Bazen, huzurlu ve sakin geceler seni yoklar. Usulca sana bir şeyleri değiştirmen için öğüt verir sanki. Uzaklaşırsın gitgide diğerlerinden. Karşılıklı... Sanki her şey ''Onar kendini,'' der. ''Fazlalıkların var, at!'' Sadece kendin için bir şeyler yapma zamanı şimdi. ''Gereksiz fedakarlıklarla kelebek ömrüne yazık etme, ufak düşünceler içinde boğma kendini.'' der, gece sana.

Kapı gıcırtısı...


''Bana sözün var, en çok bana varsın.'' der bu sefer kalem. "Şimdiye kadar gururla bahsettiğin o içindeki cevherleri 'ser' ortaya. Koy başını tahtaya, yastığa vurma. Çalışma zamanı..."


"Tek senin de değil, birçok konuşmaya fırsatı olmayana da 'dil' olmayı sen seçtin." der. (Hatırlatır.) ''Dedin ki onlara: Kim bilir bu ömürde neler gördün. Ama 'kitapta' yazmıyor. Bir kişinin ömrü toprakla beraber yok oluyor. Ne acı bir durum. O zaman 'acı' bize. Silkelen ve yaz gerçekleri. Daha çok kelime öğren ki en işe yarar kelimeyle toprağı 'kaz'.''


''Kurbağa sesi...

Ne çok anıyı hatırlatır. Yolları, sadeliği ve umursamazlığı, geceyi, geceyi... Kitaplardan da uzak, teknolojinin karanlık tarafından da.
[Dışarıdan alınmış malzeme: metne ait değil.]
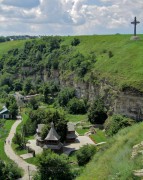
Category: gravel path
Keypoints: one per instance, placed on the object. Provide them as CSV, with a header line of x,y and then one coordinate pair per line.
x,y
28,169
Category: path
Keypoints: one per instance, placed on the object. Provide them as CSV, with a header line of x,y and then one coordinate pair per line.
x,y
11,154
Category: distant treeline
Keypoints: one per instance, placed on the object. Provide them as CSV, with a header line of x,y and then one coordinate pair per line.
x,y
12,38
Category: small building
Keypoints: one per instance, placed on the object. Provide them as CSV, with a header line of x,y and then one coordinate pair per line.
x,y
71,136
5,113
52,141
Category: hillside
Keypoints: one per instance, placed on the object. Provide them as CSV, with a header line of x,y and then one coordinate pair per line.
x,y
109,66
114,160
124,68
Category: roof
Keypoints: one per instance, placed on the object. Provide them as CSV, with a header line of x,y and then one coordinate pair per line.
x,y
52,135
4,110
53,147
70,126
40,126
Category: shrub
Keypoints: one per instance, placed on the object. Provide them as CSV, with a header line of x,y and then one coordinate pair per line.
x,y
53,166
97,113
110,54
116,122
65,95
85,154
76,106
9,171
75,42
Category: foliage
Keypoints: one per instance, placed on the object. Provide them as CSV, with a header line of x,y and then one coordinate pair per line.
x,y
49,90
45,131
18,139
9,171
96,112
76,106
27,86
65,95
85,153
46,117
113,160
116,122
33,103
53,166
12,106
110,54
75,42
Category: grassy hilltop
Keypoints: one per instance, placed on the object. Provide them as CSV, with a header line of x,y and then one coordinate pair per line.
x,y
126,65
116,57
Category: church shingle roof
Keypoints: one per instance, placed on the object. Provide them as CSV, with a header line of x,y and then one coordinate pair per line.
x,y
52,135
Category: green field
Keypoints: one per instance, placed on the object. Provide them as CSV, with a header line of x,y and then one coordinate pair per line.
x,y
6,46
114,160
124,68
126,65
99,136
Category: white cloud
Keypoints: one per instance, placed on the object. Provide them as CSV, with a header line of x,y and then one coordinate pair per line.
x,y
70,16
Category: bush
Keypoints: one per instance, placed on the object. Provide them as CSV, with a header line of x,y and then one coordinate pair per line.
x,y
85,154
116,122
9,171
53,166
97,113
65,95
75,42
76,106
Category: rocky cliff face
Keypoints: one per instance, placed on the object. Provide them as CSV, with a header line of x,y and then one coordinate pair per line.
x,y
127,103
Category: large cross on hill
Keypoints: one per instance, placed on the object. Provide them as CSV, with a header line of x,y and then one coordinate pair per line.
x,y
135,22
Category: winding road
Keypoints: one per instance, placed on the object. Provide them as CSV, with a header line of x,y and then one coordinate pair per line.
x,y
28,169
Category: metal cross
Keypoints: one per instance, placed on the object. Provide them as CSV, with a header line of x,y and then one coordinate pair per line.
x,y
135,22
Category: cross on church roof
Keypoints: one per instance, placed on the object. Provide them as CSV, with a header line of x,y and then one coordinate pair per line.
x,y
135,22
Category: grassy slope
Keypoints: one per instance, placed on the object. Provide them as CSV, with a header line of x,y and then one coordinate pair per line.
x,y
125,67
6,46
115,162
Çoğu öğreti 'an'da kalmayı, şimdinin gerçekliğini vurgular ya. Doğru söze ne denir. Dün tarih oldu, yarın bir bilmece. Bugün var, 'var'.
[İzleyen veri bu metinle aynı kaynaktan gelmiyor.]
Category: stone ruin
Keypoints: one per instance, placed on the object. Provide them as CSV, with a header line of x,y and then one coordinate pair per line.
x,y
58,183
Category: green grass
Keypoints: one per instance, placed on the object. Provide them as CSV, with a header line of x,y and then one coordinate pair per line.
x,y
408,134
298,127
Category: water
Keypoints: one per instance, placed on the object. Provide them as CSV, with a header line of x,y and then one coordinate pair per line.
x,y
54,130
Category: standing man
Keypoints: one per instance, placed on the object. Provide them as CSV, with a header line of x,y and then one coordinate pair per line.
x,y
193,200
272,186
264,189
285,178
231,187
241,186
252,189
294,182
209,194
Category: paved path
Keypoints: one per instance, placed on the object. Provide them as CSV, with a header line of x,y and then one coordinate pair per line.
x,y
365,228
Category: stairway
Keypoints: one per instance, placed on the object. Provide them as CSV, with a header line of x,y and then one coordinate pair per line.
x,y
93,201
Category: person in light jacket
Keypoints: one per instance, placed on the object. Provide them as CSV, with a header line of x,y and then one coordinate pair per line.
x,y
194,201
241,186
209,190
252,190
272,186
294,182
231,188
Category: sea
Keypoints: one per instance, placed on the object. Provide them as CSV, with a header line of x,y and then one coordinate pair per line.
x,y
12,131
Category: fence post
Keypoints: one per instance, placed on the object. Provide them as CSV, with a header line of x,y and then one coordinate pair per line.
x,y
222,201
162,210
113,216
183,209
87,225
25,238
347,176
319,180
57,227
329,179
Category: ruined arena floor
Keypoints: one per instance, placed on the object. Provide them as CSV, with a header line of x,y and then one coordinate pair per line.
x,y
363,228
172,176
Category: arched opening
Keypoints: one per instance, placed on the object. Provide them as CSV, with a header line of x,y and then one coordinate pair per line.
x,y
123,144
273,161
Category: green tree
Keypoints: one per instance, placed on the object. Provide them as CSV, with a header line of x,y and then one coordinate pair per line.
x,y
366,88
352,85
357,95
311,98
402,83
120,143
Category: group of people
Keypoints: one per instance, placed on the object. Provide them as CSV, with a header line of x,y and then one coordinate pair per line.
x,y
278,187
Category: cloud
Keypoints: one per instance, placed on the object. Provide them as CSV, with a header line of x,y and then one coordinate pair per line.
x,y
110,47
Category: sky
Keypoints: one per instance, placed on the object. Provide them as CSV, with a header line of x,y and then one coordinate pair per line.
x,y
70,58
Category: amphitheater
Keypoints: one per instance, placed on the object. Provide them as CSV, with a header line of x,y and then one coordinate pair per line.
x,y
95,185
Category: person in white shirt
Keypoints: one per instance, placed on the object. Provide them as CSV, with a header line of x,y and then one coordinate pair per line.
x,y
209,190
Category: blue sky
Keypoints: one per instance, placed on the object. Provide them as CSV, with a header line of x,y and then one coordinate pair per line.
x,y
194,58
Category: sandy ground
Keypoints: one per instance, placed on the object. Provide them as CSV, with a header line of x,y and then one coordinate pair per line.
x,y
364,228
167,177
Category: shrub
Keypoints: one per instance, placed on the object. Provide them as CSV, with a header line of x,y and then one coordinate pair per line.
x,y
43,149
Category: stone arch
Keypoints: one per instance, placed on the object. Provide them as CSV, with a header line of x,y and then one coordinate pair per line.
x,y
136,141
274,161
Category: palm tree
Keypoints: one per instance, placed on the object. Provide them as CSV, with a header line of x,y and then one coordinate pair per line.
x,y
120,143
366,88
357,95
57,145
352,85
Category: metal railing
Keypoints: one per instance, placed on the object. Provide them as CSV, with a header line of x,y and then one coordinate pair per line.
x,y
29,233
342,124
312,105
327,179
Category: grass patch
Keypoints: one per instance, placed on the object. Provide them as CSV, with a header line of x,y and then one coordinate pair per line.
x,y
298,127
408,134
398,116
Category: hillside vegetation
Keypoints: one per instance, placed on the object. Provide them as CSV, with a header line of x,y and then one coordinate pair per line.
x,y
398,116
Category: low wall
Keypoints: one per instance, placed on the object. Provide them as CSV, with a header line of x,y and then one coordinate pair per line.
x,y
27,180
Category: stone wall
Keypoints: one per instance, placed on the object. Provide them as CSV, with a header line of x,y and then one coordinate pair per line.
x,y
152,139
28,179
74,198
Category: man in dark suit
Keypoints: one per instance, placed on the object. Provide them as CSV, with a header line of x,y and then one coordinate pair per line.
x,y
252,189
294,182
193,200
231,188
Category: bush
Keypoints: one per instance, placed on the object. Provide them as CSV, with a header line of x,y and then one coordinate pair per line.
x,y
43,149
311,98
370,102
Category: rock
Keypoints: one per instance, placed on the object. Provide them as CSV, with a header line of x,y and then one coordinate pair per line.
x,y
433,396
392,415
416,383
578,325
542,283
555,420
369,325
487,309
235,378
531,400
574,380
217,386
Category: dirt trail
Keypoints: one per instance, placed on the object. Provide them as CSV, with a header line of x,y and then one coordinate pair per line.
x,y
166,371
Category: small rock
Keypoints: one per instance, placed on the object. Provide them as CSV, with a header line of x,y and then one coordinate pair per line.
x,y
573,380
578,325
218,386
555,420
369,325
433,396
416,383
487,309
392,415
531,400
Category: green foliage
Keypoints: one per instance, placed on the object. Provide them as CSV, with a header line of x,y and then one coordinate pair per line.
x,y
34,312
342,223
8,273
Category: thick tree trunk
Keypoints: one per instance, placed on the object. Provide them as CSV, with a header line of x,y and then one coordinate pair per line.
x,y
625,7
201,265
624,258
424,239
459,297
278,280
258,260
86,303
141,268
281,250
Nefesini 'pembeliğe' savur ciğerim. Söndür yayılan uçurtmanın ipini. Biraz damda poşetinin hışırtısı, ilinti gibi kimseden habersiz rüzgarla dalgalansın. Uçurtma dinlensin, biraz da 'biz' uçalım.''

Der...


"Seni oyalamayacağım. Sonuç koy. Bu... de...

Zaten uyku ilişir sana. Göz kenarlarından dolanır sarmaşık, geçer oturur kanepene. Yastığına misk sürer, serer seni. Sabah, ayağından hissettiğin esintiyle, biraz da üşümeyle dizlerini sıvazlayarak uyanırsın."